As their name implies, LLMs focus on language. In particular, given a prompt – or context – an LLM tries to generate a sequence of sensible continuations. For example, given the context “It was the best of times; it was the”, the system might generate “worst” as the next word, and then, with the updated context “It was the best of times; it was the worst”, it might generate the next word, “of” and then “times”. However, it could, in principle, have generated some other plausible continuation, such as “It was the best of times; it was the beginning of spring in the valley” (though, in practice, it rarely does because it knows Dickens too well). This process of generating continuation words one by one and feeding them back to generate the next one is called autoregression, and today’s LLMs are autoregressive text generators (in fact, LLMs generate partial words called tokens which are then combined into words, but that need not concern us here.) To us – familiar with the nature and complexity of language – this seems to be an absurdly unnatural way to produce linguistic expression. After all, real human discourse is messy and complicated, with ambiguous references, nested clauses, varied syntax, double meanings, etc. No human would concede that they generate their utterances sequentially, one word at a time.

Rather, we feel that our complex expressions reflect the complex structure of the thoughts we are trying to express. And what of grammar and syntax – things that we learned implicitly when we learned the language we speak, perhaps building on a universal grammar innate in the human brain as the great linguist, Noam Chomsky, has proposed? And yet, ChatGPT, generating one word (or token) at a time, ends up producing text that is every bit as meaningful, complex, nuanced, syntactically deep and grammatically correct as human expression. This fact – not its hallucinations and logical challenges – is the most interesting thing about ChatGPT. It should amaze us, and we should ask what it might tell us about human language and thought.

Clearly, one thing it tells us is that, after training a very large adaptive system on an extremely large amount of real-world text data, all the complexities of syntax, grammar, inference, reference, etc., can be captured in a simple sequential autoregressive generation process. In a sense, the deep structure of language can convincingly be “flattened” into the simple process of generating word sequences. Two crucial attributes of LLMs make this possible: Extended context, and adaptive attention. Unlike the example given above, an LLM does not generate the next word by looking just a few preceding words; it looks at several thousand preceding words – at least once the pump is primed sufficiently. And, very importantly, it does not treat all these thousands of words as a simple “bag of words” or even a simple sequence of words; it learns to discern which ones to attend to in what degree at each point in the generative process, and use that to generate the continuation. This is adaptive attention.
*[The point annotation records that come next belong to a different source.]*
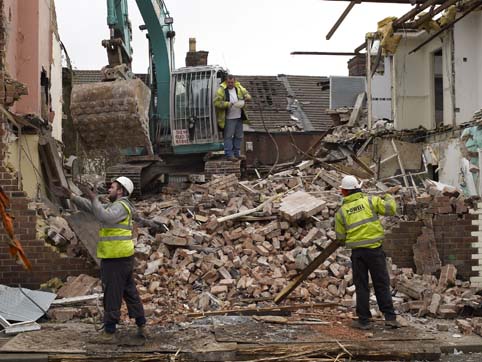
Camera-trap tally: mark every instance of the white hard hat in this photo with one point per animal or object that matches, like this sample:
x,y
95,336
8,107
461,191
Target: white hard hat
x,y
349,183
126,183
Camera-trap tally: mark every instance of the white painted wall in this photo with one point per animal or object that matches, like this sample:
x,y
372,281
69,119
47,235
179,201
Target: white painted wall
x,y
56,88
449,163
382,92
413,84
468,66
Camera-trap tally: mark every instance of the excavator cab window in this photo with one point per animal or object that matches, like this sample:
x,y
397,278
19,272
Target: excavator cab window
x,y
193,106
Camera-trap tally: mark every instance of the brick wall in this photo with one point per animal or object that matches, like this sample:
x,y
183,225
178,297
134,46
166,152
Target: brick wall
x,y
46,262
452,233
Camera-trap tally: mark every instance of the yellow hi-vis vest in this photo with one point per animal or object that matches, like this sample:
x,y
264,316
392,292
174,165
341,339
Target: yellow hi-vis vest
x,y
356,222
115,241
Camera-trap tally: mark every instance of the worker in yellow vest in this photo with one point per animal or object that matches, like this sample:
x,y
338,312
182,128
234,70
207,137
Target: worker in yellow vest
x,y
115,249
358,227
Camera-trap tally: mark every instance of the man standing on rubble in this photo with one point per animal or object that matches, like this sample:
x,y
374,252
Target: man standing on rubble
x,y
358,227
230,102
115,249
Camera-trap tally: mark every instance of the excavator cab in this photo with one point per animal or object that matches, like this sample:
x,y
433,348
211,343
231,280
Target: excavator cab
x,y
193,121
147,130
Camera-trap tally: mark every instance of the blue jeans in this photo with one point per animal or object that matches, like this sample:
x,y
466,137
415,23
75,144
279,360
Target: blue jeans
x,y
233,136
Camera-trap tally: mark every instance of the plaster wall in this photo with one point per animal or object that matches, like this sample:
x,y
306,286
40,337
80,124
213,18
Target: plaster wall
x,y
468,66
56,89
413,96
10,9
31,48
450,156
382,93
27,55
29,163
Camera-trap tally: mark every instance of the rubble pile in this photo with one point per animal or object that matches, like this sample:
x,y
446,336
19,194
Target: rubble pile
x,y
193,252
226,242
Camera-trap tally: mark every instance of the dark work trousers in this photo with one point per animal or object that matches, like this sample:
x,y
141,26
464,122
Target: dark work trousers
x,y
366,260
118,284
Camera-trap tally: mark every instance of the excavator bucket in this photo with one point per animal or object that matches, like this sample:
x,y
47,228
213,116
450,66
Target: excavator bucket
x,y
113,115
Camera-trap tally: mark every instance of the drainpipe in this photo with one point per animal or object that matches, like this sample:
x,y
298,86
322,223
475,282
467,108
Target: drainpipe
x,y
369,41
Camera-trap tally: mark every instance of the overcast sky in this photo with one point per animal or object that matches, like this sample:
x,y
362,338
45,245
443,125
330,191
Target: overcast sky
x,y
249,37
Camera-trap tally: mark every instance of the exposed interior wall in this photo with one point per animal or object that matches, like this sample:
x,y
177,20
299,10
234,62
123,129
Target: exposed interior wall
x,y
31,49
449,157
56,89
382,92
468,66
31,180
25,54
453,235
413,82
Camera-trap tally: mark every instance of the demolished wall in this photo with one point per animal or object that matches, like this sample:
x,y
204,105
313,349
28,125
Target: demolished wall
x,y
46,262
452,233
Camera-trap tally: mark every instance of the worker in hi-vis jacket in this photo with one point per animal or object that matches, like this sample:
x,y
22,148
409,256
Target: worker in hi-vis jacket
x,y
358,227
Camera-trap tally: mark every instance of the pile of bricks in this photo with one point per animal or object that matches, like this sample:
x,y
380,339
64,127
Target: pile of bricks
x,y
204,263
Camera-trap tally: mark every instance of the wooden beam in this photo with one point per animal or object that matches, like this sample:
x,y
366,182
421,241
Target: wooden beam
x,y
255,310
431,14
448,26
330,249
341,18
412,13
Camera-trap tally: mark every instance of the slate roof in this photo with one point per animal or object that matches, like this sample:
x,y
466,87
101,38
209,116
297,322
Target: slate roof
x,y
279,102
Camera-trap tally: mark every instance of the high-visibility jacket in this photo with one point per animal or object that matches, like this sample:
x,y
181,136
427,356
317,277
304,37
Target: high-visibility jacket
x,y
115,241
356,222
221,102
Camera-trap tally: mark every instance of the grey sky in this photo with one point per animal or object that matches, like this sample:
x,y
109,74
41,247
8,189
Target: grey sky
x,y
252,37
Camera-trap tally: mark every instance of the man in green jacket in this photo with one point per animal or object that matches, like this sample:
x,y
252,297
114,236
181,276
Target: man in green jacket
x,y
358,227
116,251
230,113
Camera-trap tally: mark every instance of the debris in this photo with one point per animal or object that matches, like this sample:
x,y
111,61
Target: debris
x,y
78,286
23,305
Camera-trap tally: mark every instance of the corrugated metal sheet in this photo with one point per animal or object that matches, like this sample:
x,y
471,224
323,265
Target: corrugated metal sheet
x,y
269,103
345,90
16,306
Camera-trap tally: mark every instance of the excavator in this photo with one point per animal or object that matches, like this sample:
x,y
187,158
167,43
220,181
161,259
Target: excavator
x,y
161,127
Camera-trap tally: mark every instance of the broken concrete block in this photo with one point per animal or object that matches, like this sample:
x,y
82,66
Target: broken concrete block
x,y
77,286
464,326
63,314
300,205
448,276
434,304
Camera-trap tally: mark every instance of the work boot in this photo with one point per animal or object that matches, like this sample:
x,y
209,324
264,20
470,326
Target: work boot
x,y
105,338
361,325
142,332
392,324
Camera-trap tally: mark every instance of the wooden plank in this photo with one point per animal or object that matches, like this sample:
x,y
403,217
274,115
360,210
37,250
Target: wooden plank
x,y
86,227
330,249
259,311
341,18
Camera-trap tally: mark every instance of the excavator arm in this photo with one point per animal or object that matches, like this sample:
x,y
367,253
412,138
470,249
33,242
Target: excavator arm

The key thing the makes all this work is the depth of the system. As most readers will know by now, LLMs are neural networks – systems with tens of millions of relatively simple but nonlinear interconnected processors called neurons, inspired by the networks of neurons in the brain. The artificial neurons in an LLM network are arranged in layers, with the output from each layer moving sequentially to the next layer (or other higher layers), which is why these are called feed-forward networks (except for the final output being fed back into the system as input for the next word). The exact architecture of ChatGPT is not known publicly but it certainly has several hundred – perhaps more than a thousand – layers of neurons. Some layers operate in parallel with each other while others are connected serially. The number of pairwise connections between neurons is in excess of 175 billion in the original version based on GPT-3. The strengths of these connections determine what happens to information as it moves through the network, and, therefore, what output is produced for a given input. The network is trained by adjusting these connection strengths, or weights, until the system produces correct responses on its training data. While layers can perform various types of computations, such as merging the signals from several prior layers, multiplying them together, or transforming them in nonlinear ways, there are at least 96 places in the network where adaptive attention is applied to all or some of the data moving through the network. Thus, in determining the next word to generate, ChatGPT takes the initial context input through many, many stages of analysis – implicitly inferring its syntactic and semantic organization, detecting dependencies, assigning references, etc. It is this extensively dissected, modulated, squeezed, recombined and analyzed version of the input that is used finally to generate the output. The output layer produces a probability distribution for the next word over the whole vocabulary, from which the actual output word is sampled. That is why ChatGPT gives a fresh answer to the same question each time.